Je trouve cet article très intéressant, comme le sont souvent vos articles, Bernard Dugué.
Oui, la science est une vieille dame paralytique. Aujourd’hui, la spécialisation est telle que chacun semble éprouver quelque fierté à ne jamais sortir de son domaine de compétences de plus en plus étriqué. La science contemporaine n’est certes plus capable de produire de grands esprits universels comme celui de D’Arcy Thompson et c’est ce qui la tue. On dirait une cohortes de taupes avançant chacune dans une galerie qui en croise parfois une autre, mais ne voyant chacune que quelques centimètres autour d’elle.
Un fait me frappe particulièrement, c’est que les deux scientifiques qui ont le plus contribué aux avancées du dix-neuvième et du vingtième siècle, Charles Darwin et Albert Einstein, n’ont pas publié leurs travaux majeurs (L’origine des espèces et les théories de la relativité restreinte et générale) dans le cadre d’une activité professionnelle, mais en tant que travaux d’amateurs. Certes, les professionnels ont su s’en emparer et reconnaître la valeur de ces travaux, mais n’ont pas su les produire eux-mêmes. Pire, ils ne semblent pas s’être interrogés sur le fait qu’il ait fallu évoluer en dehors du système pour le faire avancer de façon décisive.

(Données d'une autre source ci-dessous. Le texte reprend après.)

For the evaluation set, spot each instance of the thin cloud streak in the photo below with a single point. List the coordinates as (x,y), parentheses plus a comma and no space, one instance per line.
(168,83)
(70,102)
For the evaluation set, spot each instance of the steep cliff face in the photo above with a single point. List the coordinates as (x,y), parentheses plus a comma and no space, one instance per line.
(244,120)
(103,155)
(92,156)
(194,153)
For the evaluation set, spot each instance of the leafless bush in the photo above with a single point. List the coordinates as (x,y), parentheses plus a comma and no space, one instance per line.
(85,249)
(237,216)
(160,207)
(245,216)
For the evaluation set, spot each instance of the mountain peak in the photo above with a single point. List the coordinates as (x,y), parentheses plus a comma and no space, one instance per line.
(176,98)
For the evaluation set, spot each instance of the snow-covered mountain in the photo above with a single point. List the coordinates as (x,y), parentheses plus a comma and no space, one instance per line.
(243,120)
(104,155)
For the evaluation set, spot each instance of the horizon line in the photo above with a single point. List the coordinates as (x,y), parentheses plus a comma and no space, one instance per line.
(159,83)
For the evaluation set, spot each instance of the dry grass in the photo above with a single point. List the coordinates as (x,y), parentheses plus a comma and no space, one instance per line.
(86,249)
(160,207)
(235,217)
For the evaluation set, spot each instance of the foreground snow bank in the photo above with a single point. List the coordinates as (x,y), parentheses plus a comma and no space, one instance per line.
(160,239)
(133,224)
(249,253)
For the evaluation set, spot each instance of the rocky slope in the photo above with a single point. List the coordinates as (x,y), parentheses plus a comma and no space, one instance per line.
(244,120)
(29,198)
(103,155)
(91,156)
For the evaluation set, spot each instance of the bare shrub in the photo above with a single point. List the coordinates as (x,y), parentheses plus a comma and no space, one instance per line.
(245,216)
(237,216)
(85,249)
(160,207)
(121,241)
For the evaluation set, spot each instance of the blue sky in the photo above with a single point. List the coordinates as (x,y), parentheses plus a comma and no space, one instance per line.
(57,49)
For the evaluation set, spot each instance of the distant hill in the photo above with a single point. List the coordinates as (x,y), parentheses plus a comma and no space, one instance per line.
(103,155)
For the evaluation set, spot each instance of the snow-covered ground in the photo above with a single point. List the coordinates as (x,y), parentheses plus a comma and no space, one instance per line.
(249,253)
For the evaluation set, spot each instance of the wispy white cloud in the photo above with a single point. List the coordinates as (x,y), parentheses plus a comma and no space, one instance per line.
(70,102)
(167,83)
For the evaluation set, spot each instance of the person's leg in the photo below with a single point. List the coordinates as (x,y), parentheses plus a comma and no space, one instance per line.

Et je pense que la situation n’a fait que s’aggraver depuis ces époques quand je constate la fantastique absence de discernement dont la science a su faire preuve plus récemment face à des travaux pourtant sérieux mais qui bousculaient un peu trop la routine des certitudes acquises, comme ceux de Jean-Pierre Maschi sur la pollution électromagnétique, ou ceux de Marie-Jeanne Koffmann, de Jordi Magraner et de Bernard Heuvelmans sur la survivance de néanderthaliens dans les montagnes du Caucase, du district de Chitral au Pakistan et du Viet-Nam au vingtième siècle, ou encore face aux travaux d’Antoine Priore sur la thérapie du cancer. Et ce ne sont là que quelques exemples, il en existe malheureusement beaucoup d’autres.
C’est vrai que cela donne plutôt envie de se contenter de regarder les oiseaux.